Diksi “Pemberantasan Korupsi Lebih Sistematis” Jadi Kunci Pernyataan Jokowi Untuk Pegawai KPK

LAPORAN: WIDIAN VEBRIYANTO
  • Selasa, 18 Mei 2021, 07:26 WIB
Diksi “Pemberantasan Korupsi Lebih Sistematis” Jadi Kunci Pernyataan Jokowi Untuk Pegawai KPK
Pakar komunikasi, Emrus Sihombing/Net
Ada dua pernyataan bijak yang disampaikan Presiden Joko Widodo terkait polemik hasil tes wawasan kebangsaan (TWK) bagi pegawai KPK.

Pernyataan bijak pertama adalah penegasan bahwa hasil tes tidak serta merta menjadi dasar pemberhentian pegawai KPK yang tidak lolos tes.

Sementara yang kedua adalah pengalihan status pegawai KPK menjadi aparatur sipil negara (ASN) harus menjadi bagian untuk pemberantasan korupsi yang lebih sistematis.

Bagi pakar komunikasi Emrus Sihombing, jika menggunakan hati dan pikiran tenang, maka dengan mudah hakekat makna yang jernih dari dua kalimat bijak tersebut ditangkap.

Misalnya pada kalimat pertama.

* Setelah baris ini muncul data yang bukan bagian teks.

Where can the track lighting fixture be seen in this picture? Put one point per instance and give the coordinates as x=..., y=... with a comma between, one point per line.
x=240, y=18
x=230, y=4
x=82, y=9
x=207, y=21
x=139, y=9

Emrus menilai hal tersebut bisa dimaknai bahwa hasil TWK tidak menjadikan para pegawai yang tidak lolos diberhentikan.

“Mereka tetap berstatus pegawai KPK sampai ada suatu hal tertentu. Misalnya, mengundurkan diri,” tegasnya kepada wartawan, Senin (18/5).

Sementara pada kalimat kedua, menurutnya bisa dimaknai bahwa pengalihan status pegawai KPK menjadi ASN merupakan hal formal dan menjadikan pemberantasan korupsi di tanah air lebih sistematis (tertata) daripada sebelumnya.

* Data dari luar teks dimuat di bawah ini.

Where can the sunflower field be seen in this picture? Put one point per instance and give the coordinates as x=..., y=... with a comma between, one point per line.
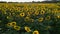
x=26, y=18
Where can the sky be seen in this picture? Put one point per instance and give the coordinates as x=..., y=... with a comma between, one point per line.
x=20, y=0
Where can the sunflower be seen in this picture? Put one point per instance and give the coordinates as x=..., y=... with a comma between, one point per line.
x=22, y=14
x=35, y=32
x=27, y=29
x=42, y=12
x=58, y=16
x=27, y=18
x=40, y=19
x=36, y=12
x=13, y=23
x=47, y=18
x=9, y=24
x=17, y=28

“Jadi, diksi ‘lebih sistematis’ merupakan kata kunci,” tekannya.

Untuk itu, dalam rangka menjaga keberlangsungan pelaksanaan tugas-tugas pencegahan dan pemberantasan korupsi, baik yang berstatus ASN dan yang bukan ASN di KPK, harus bekerja dan bertindak sesuai UU, aturan internal, kebijakan, program dan arahan pimpinan KPK.

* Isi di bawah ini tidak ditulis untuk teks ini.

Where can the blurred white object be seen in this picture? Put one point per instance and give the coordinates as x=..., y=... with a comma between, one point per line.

Atas dasar tersebut, Emrus menyarankan jika para pihak melihat atau merasa tidak sesuai aturan UU, maka sebagai pegawai yang bekerja di institusi penegak hukum, sebaiknya mereka menyelesaikan masalah tersebut dengan mengedepankan jalur tahapan hukum, daripada berwacana di ruang publik yang berpotensi menimbulkan kegaduhan dan menggaggu sistem kerja di KPK.

“Ini sekaligus memberikan pendidikan hukum kepada masyarakat,” tuturya.

Namun di sisi lain, sudah disadari atau tidak oleh kita semua, di KPK ke depan akan ada dua organisasi kepegawaian. Yang satu organisasi formal yaitu Korpri unit KPK yang anggotanya 1.000 orang lebih.

Yang lain, bisa saja tetap bernaung dalam Wadah Pegawai KPK dengan jumlah anggota boleh jadi sangat tidak signifikan dibanding dengan Korpri unit KPK.

“Karena itu,  dari aspek sosiologis, saya berhipotesa ke depan, antara dua kompok ini akan terjadi interaksi yang ‘dinamis’,” tutupnya.